Within the play To Kill a Mockingbird (attended Sept. 9), I feel that the adult characters want to regulate the children's seeing, sympathizing, and knowing. Atticus and Calpernia repeatedly tell the children to not try to see Boo Radley, to leave and not watch Atticus shoot the dog, to not follow Atticus to the town jail at night, to leave the courtroom: "It's not right for
children to see such things," they say repeatedly. However, it is important for children to
see such things, and for them to discuss what they've seen with adults
who can help them to contextualize and understand and make meaning--although as Scout, Jem, and Dill each demonstrates, children will make meaning on their
own. Children live in the community, in the larger society; they are
not only passive spectators, they are active meaning-makers as well as
agents of change. In To Kill a Mockingbird, theatricality enables meaning making both for the child characters such as Scout as well as for the audience. A good example of this occurs in the night scene when Atticus, the lynch mob, and the children are gathered at the town square in front of the jail.

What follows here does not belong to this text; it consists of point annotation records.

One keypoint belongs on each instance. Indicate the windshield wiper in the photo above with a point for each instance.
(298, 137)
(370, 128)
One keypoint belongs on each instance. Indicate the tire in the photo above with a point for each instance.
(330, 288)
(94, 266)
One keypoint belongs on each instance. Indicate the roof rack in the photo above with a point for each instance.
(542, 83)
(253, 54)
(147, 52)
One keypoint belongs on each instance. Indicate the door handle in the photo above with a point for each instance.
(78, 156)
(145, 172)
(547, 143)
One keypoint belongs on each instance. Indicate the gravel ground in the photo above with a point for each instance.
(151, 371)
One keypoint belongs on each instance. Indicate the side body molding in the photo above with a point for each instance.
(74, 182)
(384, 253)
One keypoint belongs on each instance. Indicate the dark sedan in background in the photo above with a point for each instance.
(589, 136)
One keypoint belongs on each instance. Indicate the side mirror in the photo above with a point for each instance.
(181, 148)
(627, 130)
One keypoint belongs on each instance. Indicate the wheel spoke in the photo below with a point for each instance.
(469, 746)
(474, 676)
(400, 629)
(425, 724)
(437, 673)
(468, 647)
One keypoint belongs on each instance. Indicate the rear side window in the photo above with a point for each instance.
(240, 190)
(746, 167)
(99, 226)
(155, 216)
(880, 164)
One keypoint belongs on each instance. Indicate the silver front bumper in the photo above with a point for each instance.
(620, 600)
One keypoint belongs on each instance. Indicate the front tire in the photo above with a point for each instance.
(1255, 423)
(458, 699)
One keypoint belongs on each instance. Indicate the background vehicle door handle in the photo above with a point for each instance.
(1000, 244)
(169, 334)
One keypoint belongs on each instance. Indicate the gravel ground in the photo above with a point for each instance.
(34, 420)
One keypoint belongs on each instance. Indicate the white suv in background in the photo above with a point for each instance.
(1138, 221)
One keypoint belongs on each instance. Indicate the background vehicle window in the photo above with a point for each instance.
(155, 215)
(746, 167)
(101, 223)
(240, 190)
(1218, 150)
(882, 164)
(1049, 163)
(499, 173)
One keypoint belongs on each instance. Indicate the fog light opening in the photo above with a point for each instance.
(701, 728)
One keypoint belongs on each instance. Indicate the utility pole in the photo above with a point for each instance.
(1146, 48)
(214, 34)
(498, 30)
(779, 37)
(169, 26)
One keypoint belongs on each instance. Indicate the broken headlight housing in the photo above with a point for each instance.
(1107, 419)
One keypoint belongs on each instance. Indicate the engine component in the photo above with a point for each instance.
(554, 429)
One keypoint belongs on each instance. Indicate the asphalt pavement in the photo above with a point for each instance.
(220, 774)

Atticus is sitting by the Civil War memorial in the town square at midnight when the lynch mob arrives. The ensemble actors enter the theater from the doors at the rear of the orchestra (i.e. behind the audience), and walk down the aisles to approach the foot of the stage. My attention was split between looking at the stage and looking at the ensemble cast members standing next to me. This drew my attention to the fact that I was a spectator; it heightened my self-awareness and my awareness of the collective experience of being in the audience. Sitting near the ensemble actors standing in the aisle, I could also see how the director was asking the audience to consider themselves as part of the scene (this happens again later during the court scene when Atticus addresses the audience as the jury). I felt myself being asked to decide, to make a choice, for example, whether I would align myself with the lynch mob, or with Atticus, or with the children, or make my own choice. As the scene continued, and the ensemble cast moved up onto the stage proper, I found myself thinking primarily about what choices I would make as Atticus, and then later what choices I would make as Mr. Cunningham (?) -- the lyncher that Scout talks to so freely. Atticus wants to send the children home, and the lynchers do too. However, the children want to stay with Atticus. Their refusal to close their eyes and remain ignorant/innocent shames the men in the lynch mob. This is observable most clearly in Mr. Cunningham when Scout starts talking to him about his son and what they've been doing in school, and she asks him to say hello to the son for her. The young girl playing Scout spoke unhesitatingly, with a natural effluence that we sometimes see in children, which gave me the impression that her character was oblivious to the gravity and danger of the situation. The more Scout talks to Mr. Cunningham, the more shame he feels, until his
aggression evaporates in a recollection of Self, popping him out of
the lynch-mob mentality. It is a return from a state of deindividuation. "Recognizing the gap between signifier and signified, truth and effect," I did not believe the 21st-century actors really experienced the emotions sincerely during this scene (Davis, 142). I saw the adult actor portraying an adult, intending to do an immoral act, suddenly recollecting himself as a role model for children, and changing his mind. While I couldn't sympathize with being in a lynch mob, the abstract dynamics of the situation are familiar to me, and I would assume to most adults. As for the child actors, I felt they gave the portrayal of an emotion, but did not live the
emotion.
After
the lynching party is broken up and everyone goes home, Scout has a
chance to reflect on the events that transpired that night, and the narrator (adult-Scout) says
that when the full meaning of the events hit her in bed, she started crying. This indicates child-Scout's awareness of the theatricality, although meaning-making was delayed until bedtime when she had time to reflect and think. Similarly for the theater audience, full meaning-making most likely occurs after the play ends and one has time to digest the theatricality more fully, perhaps while walking home and talking it over with a fellow spectator, or perhaps later while thinking in bed, or perhaps not until those thoughts are written down. Just as adult-Scout demonstrates meaning-making through writing in narrating the play, the latter is demonstrated by us in writing these responses (or by Taylor writing about 9/11).